Vénérant sur l’autel des grands du jazz comme il le fait avec ses idoles du cinéma, Goldblum a avoué être un « obsédé du métier ». « J'aime le dispositif de formation de Sanford Meisner », a-t-il déclaré à propos du grand professeur de théâtre. « Pendant quelques décennies, quand je ne travaillais pas, j'aimais enseigner et vraiment comprendre ce que lui et les meilleurs professeurs recherchaient. L'une de ses pierres angulaires était que si vous vous laissez tranquille et n'essayez pas de vous imposer et ce que vous avez déjà compris au matériel, mais permettez-vous d'être présent, dans l'instant présent et ouvert.
Il poursuit : « Cela s'applique au jazz et à la musique. Vous écoutez les autres et vous vous rendez disponible auprès du public et des autres musiciens. Votre singularité peut ressortir mieux si vous vous laissez tranquille, répondez, échangez et connectez-vous avec les personnes avec qui vous faites de la musique et pour qui vous faites de la musique. »
Devenu célèbre pour ses performances idiosyncratiques dans des films comme Jurassic Park, Jour de l'Indépendance, La Mouche et une longue série de films célèbres de Wes Anderson – en plus de devenir fréquemment viraux auprès des nouvelles générations en ligne – les bizarreries et les excentricités de Goldblum restent au cœur de son essence.

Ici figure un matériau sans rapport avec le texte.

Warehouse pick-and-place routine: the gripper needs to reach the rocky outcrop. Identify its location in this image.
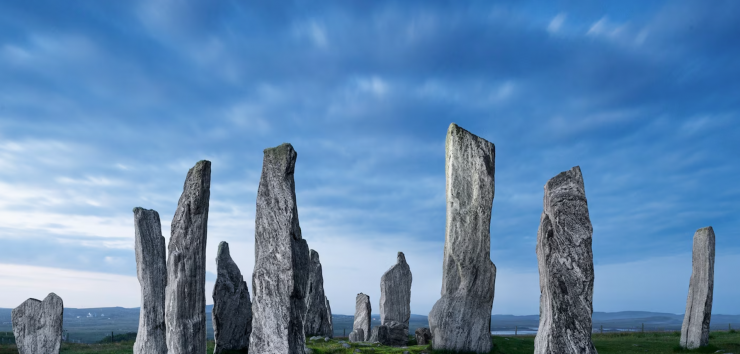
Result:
[352,293,372,341]
[249,144,310,354]
[165,160,211,354]
[304,250,334,338]
[681,226,714,349]
[414,327,432,345]
[534,166,596,354]
[134,208,167,354]
[429,123,496,353]
[211,241,252,354]
[11,293,64,354]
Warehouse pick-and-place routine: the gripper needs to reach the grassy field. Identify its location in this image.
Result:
[0,331,740,354]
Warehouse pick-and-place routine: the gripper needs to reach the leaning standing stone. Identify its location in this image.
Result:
[211,241,252,354]
[165,160,211,354]
[681,226,714,349]
[534,166,596,354]
[11,293,64,354]
[249,144,310,354]
[429,123,496,353]
[134,208,167,354]
[380,252,411,346]
[304,250,334,338]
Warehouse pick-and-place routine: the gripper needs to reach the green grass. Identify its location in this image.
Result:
[0,331,740,354]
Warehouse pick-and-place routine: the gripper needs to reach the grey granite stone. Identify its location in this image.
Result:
[165,160,211,354]
[429,123,496,353]
[134,208,167,354]
[380,252,412,346]
[211,241,252,354]
[249,144,310,354]
[304,250,334,337]
[352,293,372,340]
[414,327,432,345]
[681,226,714,349]
[534,166,596,354]
[11,293,64,354]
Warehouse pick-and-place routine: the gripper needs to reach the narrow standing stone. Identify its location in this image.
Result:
[534,166,596,354]
[165,160,211,354]
[304,250,334,338]
[380,252,412,346]
[211,241,252,354]
[134,208,167,354]
[350,293,372,341]
[429,123,496,353]
[11,293,64,354]
[681,226,714,349]
[249,144,310,354]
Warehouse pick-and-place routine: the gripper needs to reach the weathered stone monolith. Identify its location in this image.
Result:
[11,293,64,354]
[681,226,714,349]
[164,160,211,354]
[211,241,252,354]
[429,123,496,353]
[304,250,334,338]
[249,144,310,354]
[534,166,596,354]
[380,252,411,346]
[134,208,167,354]
[352,293,372,341]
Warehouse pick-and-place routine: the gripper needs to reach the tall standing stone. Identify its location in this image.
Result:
[134,208,167,354]
[534,166,596,354]
[380,252,412,346]
[165,160,211,354]
[249,144,310,354]
[429,123,496,353]
[681,226,714,349]
[211,241,252,354]
[11,293,64,354]
[304,250,334,337]
[350,293,372,341]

Naturellement, ils refont également surface dans la musique.
« J'aime la caractérisation et essayer d'incarner des personnages, alors que dans la vraie vie, je n'ai jamais essayé d'influencer une personnalité en particulier, mais j'ai développé celle-ci, telle qu'elle est », a-t-il admis. « Cela se réalise, comme vous êtes censé le permettre selon mes chamanes et professeurs créatifs. Ils m'ont dit de ne copier personne, de trouver votre propre voix et de réaliser que ces personnages sont constitués de quelque chose de personnel en vous. «
« Vous pouvez apporter quelque chose d'unique à toutes sortes de parties, et de même dans la musique, quand vous entendez Thelonious Monk ou Bill Evans, vous savez tout de suite que ce sont eux. Les gens soufflent toujours sur les mêmes cors et jouent sur les mêmes touches, mais une sensibilité rythmique et harmonique a une façon de s'imprimer dans la musique. »
Il a ajouté : « Y a-t-il quelque chose en moi qui a un impact sur la musique ? Oui. Ma voix. Vous devez jouer les chansons et avoir votre propre ressenti. J'apporte cela à la table. J'aime développer la voix humaine et m'approprier cette chose. J'aime conduire autour du pâté de maisons, chanter et me développer. Je suis un étudiant humble de tout ce métier et il ne cesse de s'améliorer. «
« Night Blooms » de Jeff Goldblum et du Mildred Snitzer Orchestra est maintenant disponible. Il est actuellement en pleine tournée au Royaume-Uni et en Europe, avec notamment un concert au Royal Albert Hall de Londres le mardi 30 juin. Visitez ici pour obtenir des billets et plus d'informations.